Answer
The equation of the given graph is \[j\left( x \right)=-{{x}^{2}}-1\]
Work Step by Step
A quadratic function can be expressed as $f\left( x \right)=a{{x}^{2}}+bx+c$ corresponding to which the graph is a parabola whose vertex is the point $\left( h,k \right)=\left( \frac{-b}{2a},f\left( \frac{-b}{2a} \right) \right)$. If $a>0$, it opens upward and if $a<0$ then it opens downward.
Now, it can be observed that the given parabola opens downward so $a<0$. So, the vertex of the parabola in the graph is on $\left( 0,-1 \right)$. Thus, in comparison with the standard equation, the value of $\left( \frac{-b}{2a},f\left( \frac{-b}{2a} \right) \right)$ is:
$\left( \frac{-b}{2a},f\left( \frac{-b}{2a} \right) \right)=\left( 0,-1 \right)$
This implies, $b=0$ and $f\left( 0 \right)=-1$.
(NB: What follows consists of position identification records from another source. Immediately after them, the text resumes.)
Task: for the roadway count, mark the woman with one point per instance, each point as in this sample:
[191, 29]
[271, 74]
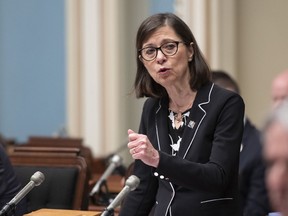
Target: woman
[187, 149]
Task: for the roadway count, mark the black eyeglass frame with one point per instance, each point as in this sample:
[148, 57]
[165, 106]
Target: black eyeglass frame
[160, 48]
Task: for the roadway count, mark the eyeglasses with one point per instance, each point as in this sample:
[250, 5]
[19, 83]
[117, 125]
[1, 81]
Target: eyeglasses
[168, 49]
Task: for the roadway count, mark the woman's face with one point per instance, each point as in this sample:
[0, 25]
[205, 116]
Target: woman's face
[168, 70]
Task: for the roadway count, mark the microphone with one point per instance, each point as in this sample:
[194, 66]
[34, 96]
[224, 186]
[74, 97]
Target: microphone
[115, 161]
[36, 179]
[131, 184]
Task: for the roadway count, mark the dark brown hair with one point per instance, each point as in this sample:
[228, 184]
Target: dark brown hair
[144, 84]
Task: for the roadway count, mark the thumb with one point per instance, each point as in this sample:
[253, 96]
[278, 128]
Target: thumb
[130, 131]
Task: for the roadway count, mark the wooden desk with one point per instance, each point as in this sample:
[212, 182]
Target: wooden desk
[115, 183]
[61, 212]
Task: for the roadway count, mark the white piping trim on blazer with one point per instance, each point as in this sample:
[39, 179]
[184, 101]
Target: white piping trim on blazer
[209, 97]
[157, 134]
[214, 200]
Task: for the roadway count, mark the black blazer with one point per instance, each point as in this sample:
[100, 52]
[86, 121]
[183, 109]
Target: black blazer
[202, 179]
[253, 190]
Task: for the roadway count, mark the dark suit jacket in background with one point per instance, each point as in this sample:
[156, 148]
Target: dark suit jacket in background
[202, 179]
[252, 174]
[9, 184]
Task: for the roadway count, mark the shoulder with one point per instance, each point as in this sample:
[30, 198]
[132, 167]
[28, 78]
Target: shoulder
[216, 96]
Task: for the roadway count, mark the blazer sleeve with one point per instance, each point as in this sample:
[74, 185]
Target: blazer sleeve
[140, 201]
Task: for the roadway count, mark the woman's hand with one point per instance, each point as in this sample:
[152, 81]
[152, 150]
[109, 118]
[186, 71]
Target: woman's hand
[141, 148]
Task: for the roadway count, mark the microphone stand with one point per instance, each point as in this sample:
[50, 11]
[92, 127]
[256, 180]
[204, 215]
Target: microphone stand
[108, 212]
[103, 197]
[8, 210]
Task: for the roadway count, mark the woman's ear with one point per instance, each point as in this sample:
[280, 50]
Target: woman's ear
[190, 51]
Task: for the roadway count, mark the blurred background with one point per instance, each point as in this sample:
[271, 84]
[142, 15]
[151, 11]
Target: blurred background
[67, 67]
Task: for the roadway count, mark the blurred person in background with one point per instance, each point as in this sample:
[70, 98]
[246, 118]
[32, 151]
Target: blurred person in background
[253, 192]
[275, 152]
[279, 88]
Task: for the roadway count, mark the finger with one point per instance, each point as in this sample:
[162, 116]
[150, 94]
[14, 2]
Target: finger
[130, 131]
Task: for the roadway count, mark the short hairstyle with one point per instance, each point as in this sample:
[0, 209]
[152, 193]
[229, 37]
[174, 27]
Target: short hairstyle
[144, 84]
[223, 79]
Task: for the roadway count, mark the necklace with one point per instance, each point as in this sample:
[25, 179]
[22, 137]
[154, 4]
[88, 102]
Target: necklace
[178, 117]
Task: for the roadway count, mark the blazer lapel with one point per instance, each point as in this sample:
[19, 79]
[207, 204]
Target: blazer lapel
[197, 115]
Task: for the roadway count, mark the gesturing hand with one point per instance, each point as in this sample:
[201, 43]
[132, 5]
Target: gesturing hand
[141, 148]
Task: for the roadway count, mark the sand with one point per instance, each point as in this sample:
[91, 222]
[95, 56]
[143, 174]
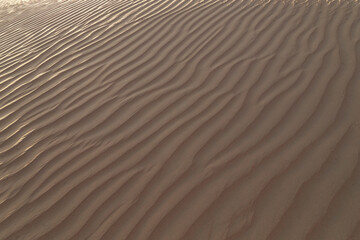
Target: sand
[166, 119]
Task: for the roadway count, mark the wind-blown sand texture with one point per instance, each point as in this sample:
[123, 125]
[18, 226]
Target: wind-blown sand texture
[165, 120]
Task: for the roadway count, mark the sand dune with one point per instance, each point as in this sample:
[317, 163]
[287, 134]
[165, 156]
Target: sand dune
[165, 119]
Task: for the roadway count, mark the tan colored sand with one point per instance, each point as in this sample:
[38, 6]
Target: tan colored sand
[166, 120]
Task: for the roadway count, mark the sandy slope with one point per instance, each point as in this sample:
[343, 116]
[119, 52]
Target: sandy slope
[165, 119]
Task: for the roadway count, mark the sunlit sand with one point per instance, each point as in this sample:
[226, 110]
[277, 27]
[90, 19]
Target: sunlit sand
[167, 120]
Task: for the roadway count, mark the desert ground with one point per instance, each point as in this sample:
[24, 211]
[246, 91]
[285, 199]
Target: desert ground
[180, 120]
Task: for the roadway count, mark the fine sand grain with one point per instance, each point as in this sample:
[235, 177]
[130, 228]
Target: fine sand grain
[180, 119]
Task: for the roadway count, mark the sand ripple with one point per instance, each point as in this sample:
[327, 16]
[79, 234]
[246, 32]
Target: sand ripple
[183, 119]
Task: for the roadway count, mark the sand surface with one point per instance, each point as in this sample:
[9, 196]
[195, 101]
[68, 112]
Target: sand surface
[180, 119]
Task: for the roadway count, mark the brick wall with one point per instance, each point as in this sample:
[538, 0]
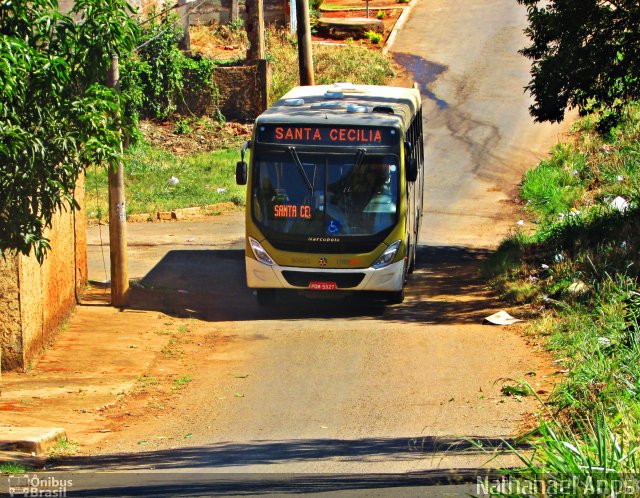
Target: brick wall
[36, 299]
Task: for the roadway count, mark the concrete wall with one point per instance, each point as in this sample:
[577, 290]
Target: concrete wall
[35, 300]
[220, 12]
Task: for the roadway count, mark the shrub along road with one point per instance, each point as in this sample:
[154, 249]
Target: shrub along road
[339, 386]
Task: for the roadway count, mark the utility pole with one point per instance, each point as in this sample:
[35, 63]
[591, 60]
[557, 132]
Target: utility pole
[117, 217]
[255, 30]
[305, 59]
[184, 11]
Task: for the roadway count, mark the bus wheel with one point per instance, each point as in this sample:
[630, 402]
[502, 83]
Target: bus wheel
[395, 297]
[266, 297]
[412, 261]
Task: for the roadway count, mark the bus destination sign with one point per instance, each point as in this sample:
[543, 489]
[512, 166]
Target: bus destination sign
[301, 134]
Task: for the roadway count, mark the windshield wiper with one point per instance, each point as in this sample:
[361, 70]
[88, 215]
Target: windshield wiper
[359, 158]
[303, 173]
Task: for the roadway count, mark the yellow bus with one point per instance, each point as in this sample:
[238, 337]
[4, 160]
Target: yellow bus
[334, 191]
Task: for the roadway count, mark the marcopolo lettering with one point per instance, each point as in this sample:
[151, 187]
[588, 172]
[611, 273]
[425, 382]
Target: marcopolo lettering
[323, 135]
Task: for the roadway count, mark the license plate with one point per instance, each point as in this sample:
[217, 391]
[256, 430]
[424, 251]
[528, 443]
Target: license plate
[322, 286]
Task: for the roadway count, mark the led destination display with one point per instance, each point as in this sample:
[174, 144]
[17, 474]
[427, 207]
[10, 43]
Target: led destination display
[326, 135]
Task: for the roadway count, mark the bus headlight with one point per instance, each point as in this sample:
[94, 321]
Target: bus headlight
[387, 256]
[259, 252]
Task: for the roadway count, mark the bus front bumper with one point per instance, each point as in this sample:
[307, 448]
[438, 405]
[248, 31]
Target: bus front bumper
[261, 276]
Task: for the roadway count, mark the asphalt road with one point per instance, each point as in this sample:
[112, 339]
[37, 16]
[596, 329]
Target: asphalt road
[338, 386]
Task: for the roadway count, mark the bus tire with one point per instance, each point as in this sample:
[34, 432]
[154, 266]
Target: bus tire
[266, 297]
[412, 260]
[395, 297]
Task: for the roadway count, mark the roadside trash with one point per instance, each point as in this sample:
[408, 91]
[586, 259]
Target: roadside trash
[578, 287]
[501, 318]
[620, 204]
[519, 389]
[605, 342]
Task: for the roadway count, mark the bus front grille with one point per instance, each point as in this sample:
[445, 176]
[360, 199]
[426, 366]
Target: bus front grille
[304, 278]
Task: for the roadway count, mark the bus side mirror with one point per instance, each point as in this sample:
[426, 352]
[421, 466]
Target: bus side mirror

Putting in the values in the standard form we get:
$\begin{align}
& f\left( 0 \right)=a{{\left( 0 \right)}^{2}}+b\left( 0 \right)+c \\
& -1=c
\end{align}$
Substituting the values of b and c obtained in the standard equation, we obtain:
$\begin{align}
& f\left( x \right)=a{{x}^{2}}+0x-1 \\
& =a{{x}^{2}}-1
\end{align}$
Where, $a<0$, the parabola opens downwards. This equation is similar to $j\left( x \right)=-{{x}^{2}}-1$
Therefore, the required equation of the graph is $j\left( x \right)=-{{x}^{2}}-1$.